Allerdings befände sich der DLV im Trainerteam genauso wie bei den Athleten im Umbruch. Bis zu einer Athleten-Generation könne es dauern, bis man wirklich Ergebnisse der Maßnahmen sehen würde. Glücksfälle wie Zehnkämpfer Neugebauer könnten diese Zeit immerhin überbrücken. Auch Weitspringerin Malaika Mihambo oder andere in diesem Jahr verletzungsbedingt ausgefallene Athleten und Athletinnen könnten helfen. Für die Olympischen Spiele im kommenden Jahr sei es deshalb wichtig, dass anders als jetzt alle Topathleten gesund an der Ziellinie stehen, sagte Bügner. Wäre dies in Budapest so gewesen, hätte man vielleicht über eine erfolgreiche WM gesprochen. Dennoch dämpfen die Verantwortlichen elf Monate vor Paris die Erwartungen. „Der Tiefpunkt für den deutschen Sport ist wohl erst nächstes Jahr erreicht“, sagte DLV-Präsident Kessing.
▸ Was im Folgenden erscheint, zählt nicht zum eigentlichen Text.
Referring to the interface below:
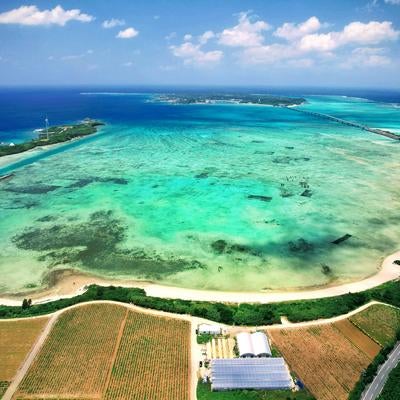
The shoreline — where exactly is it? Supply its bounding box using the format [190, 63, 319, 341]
[0, 124, 104, 169]
[0, 138, 69, 168]
[0, 250, 400, 306]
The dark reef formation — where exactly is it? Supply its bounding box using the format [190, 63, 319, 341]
[13, 211, 204, 279]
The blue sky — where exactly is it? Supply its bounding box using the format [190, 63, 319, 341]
[0, 0, 400, 89]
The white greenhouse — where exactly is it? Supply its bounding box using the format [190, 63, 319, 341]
[211, 358, 293, 390]
[236, 332, 272, 358]
[197, 324, 222, 335]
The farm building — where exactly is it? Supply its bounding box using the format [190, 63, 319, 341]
[236, 332, 272, 358]
[211, 358, 293, 391]
[197, 324, 222, 335]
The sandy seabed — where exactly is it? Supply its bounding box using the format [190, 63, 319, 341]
[0, 251, 400, 306]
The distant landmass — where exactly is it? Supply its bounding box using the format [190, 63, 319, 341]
[155, 93, 306, 107]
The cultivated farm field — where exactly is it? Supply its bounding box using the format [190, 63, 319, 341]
[350, 304, 400, 346]
[334, 319, 381, 360]
[268, 321, 380, 400]
[105, 311, 190, 400]
[17, 304, 126, 398]
[15, 303, 190, 400]
[0, 317, 48, 397]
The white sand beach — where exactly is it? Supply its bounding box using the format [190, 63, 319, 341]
[0, 251, 400, 306]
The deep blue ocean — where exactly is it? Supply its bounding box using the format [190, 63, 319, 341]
[0, 87, 400, 293]
[0, 86, 400, 142]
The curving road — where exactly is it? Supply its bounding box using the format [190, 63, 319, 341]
[361, 342, 400, 400]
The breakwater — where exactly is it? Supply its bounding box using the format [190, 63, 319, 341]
[285, 107, 400, 140]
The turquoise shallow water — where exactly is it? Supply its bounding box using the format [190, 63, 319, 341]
[0, 96, 400, 292]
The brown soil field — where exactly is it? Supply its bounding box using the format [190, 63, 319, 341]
[16, 304, 127, 399]
[334, 319, 381, 360]
[105, 311, 190, 400]
[268, 325, 371, 400]
[14, 304, 191, 400]
[350, 304, 400, 346]
[0, 317, 49, 386]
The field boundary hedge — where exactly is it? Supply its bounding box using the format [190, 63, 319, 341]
[0, 280, 400, 326]
[349, 329, 400, 400]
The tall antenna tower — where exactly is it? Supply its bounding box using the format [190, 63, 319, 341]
[44, 115, 49, 140]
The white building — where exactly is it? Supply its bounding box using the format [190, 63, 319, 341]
[197, 324, 222, 335]
[211, 357, 293, 390]
[236, 332, 254, 358]
[236, 332, 272, 358]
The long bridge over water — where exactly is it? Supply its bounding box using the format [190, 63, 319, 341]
[285, 107, 400, 140]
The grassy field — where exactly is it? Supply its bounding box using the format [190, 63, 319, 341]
[0, 317, 48, 386]
[268, 323, 380, 400]
[334, 319, 381, 360]
[350, 304, 400, 346]
[0, 121, 103, 157]
[197, 382, 314, 400]
[378, 363, 400, 400]
[16, 304, 190, 400]
[0, 278, 400, 326]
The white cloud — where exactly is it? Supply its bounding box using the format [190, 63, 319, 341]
[288, 58, 315, 68]
[60, 49, 93, 61]
[165, 32, 176, 42]
[341, 47, 392, 68]
[116, 27, 139, 39]
[170, 42, 223, 66]
[159, 65, 176, 72]
[340, 21, 399, 44]
[101, 18, 125, 29]
[274, 17, 321, 41]
[219, 12, 270, 47]
[199, 31, 215, 44]
[241, 43, 298, 64]
[299, 21, 400, 52]
[299, 33, 339, 52]
[0, 6, 94, 26]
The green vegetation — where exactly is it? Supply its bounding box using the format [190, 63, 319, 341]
[349, 329, 400, 400]
[0, 381, 10, 399]
[378, 363, 400, 400]
[0, 121, 104, 157]
[0, 281, 400, 326]
[350, 304, 400, 347]
[197, 333, 214, 344]
[197, 382, 314, 400]
[156, 93, 306, 106]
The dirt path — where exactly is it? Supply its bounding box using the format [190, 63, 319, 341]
[0, 300, 393, 400]
[2, 312, 60, 400]
[101, 308, 129, 398]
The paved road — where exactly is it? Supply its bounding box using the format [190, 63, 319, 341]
[361, 342, 400, 400]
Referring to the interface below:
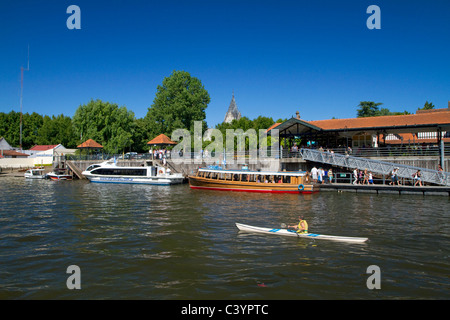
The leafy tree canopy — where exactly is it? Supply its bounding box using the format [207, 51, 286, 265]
[144, 71, 210, 139]
[72, 100, 136, 153]
[357, 101, 410, 118]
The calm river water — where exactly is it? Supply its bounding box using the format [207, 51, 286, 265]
[0, 177, 450, 300]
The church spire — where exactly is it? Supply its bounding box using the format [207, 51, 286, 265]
[223, 90, 241, 123]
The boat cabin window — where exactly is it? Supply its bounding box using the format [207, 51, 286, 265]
[86, 164, 100, 171]
[92, 168, 147, 176]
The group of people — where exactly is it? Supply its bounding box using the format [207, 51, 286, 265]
[311, 166, 334, 184]
[389, 168, 423, 187]
[353, 168, 373, 184]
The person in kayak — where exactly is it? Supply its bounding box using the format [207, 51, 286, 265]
[288, 216, 308, 233]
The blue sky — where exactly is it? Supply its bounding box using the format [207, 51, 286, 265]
[0, 0, 450, 126]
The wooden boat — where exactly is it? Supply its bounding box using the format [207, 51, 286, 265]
[47, 169, 73, 181]
[188, 166, 319, 193]
[24, 168, 46, 179]
[236, 223, 369, 243]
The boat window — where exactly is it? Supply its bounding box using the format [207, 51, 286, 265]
[92, 168, 147, 176]
[86, 164, 100, 171]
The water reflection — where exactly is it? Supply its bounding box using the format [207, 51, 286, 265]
[0, 178, 450, 299]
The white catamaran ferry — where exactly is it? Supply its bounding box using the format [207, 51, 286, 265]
[82, 159, 183, 185]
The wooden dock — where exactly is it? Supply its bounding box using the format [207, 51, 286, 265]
[320, 183, 450, 197]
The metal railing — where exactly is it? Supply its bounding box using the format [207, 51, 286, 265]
[282, 145, 450, 158]
[299, 149, 450, 186]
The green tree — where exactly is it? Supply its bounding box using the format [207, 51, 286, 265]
[144, 71, 210, 139]
[35, 114, 78, 148]
[72, 100, 136, 153]
[357, 101, 383, 118]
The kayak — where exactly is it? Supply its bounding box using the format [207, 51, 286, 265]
[236, 223, 369, 243]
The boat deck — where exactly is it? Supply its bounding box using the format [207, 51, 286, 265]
[320, 183, 450, 196]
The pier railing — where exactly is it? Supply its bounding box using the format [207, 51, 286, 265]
[299, 149, 450, 186]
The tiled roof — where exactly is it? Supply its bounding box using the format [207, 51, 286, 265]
[0, 150, 29, 157]
[147, 133, 177, 145]
[266, 122, 281, 132]
[308, 111, 450, 130]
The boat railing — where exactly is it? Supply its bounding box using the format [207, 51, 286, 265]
[300, 149, 450, 186]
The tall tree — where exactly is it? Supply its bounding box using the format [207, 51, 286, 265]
[35, 114, 78, 148]
[144, 71, 210, 139]
[72, 100, 136, 153]
[357, 101, 383, 118]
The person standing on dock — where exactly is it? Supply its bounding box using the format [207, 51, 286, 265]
[311, 166, 318, 182]
[414, 170, 423, 187]
[288, 216, 308, 233]
[353, 168, 358, 184]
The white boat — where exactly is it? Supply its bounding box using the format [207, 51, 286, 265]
[82, 159, 184, 185]
[236, 223, 369, 243]
[24, 168, 46, 179]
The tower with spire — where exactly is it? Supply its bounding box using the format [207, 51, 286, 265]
[223, 91, 241, 123]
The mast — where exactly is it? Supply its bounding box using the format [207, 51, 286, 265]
[20, 45, 30, 151]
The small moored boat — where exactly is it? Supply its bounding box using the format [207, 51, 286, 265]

Durch Deutschland müsse nun ein Ruck gehen. Im Kleinen durch die Leichtathletik, im Großen durch den gesamten deutschen Sport, sagten die DLV-Verantwortlichen am Sonntag, bevor das schlechteste WM-Abschneiden ohne eine einzige Medaille bittere Gewissheit wurde. Die Probleme ähneln sich schließlich in fast allen Verbänden: festgefahrene und veraltete Strukturen, keine hochqualifizierten Trainer, kein optimales Umfeld.
Am Ende fließen die meisten Stränge in einem Punkt zusammen: Geld. Zwar fördert der Bund den deutschen Sport mit knapp 300 Millionen Euro. Davon müssen aber auch die Entwicklungsinstitute und Gebäude bezahlt werden. In Zukunft soll diese Summe um 20 Prozent reduziert werden, wie aus dem aktuellen Haushaltsentwurf der Bundesregierung hervorgeht. Weniger statt mehr Geld. Für Kessing nicht nachvollziehbar. „Da muss man aus meiner Sicht mehr tun“, sagte der DLV-Präsident. Allein die Universität in Austin, wo Neugebauer trainiert und studiert, investiere jährlich so viel Geld in den Sport wie die Bundesregierung. Schon in den Schulsport müsse man deutlich mehr investieren, sagte Kessing.
Ähnlich äußerten sich im Vorfeld der WM auch Aktive und Ehemalige gegenüber unserer Redaktion. Der Sport habe schließlich einen Stellenwert in der Gesellschaft, der nicht isoliert betrachtet werden dürfe, so der DLV-Präsident. Es gehe auch um wirtschaftliche Belange, um Sozialisierung.
Allein wird der Sport die vielfältigen Probleme aber wohl nicht lösen können, auf Unterstützung im Bund wartet er bislang laut Aussage von Kessing vergebens. „Wir haben in Berlin keine Fürsprecher“, sagte er. Gehör findet man offensichtlich selten. Schon in der Schule fallen als erstes Sport-Stunden aus, wenn Lehrer- oder Zeitmangel herrscht. Die Infrastruktur der Hallen, Plätze und anderer Sportstätten ist oft miserabel. Der Stellenwert des Sports in Deutschland ist auf einem niedrigen Niveau. Während etwa in den USA selbst College-Studenten wie Stars behandelt werden, dürfte ein
Großteil der Bevölkerung hierzulande kaum zehn WM-Teilnehmer von Budapest zusammenbekommen.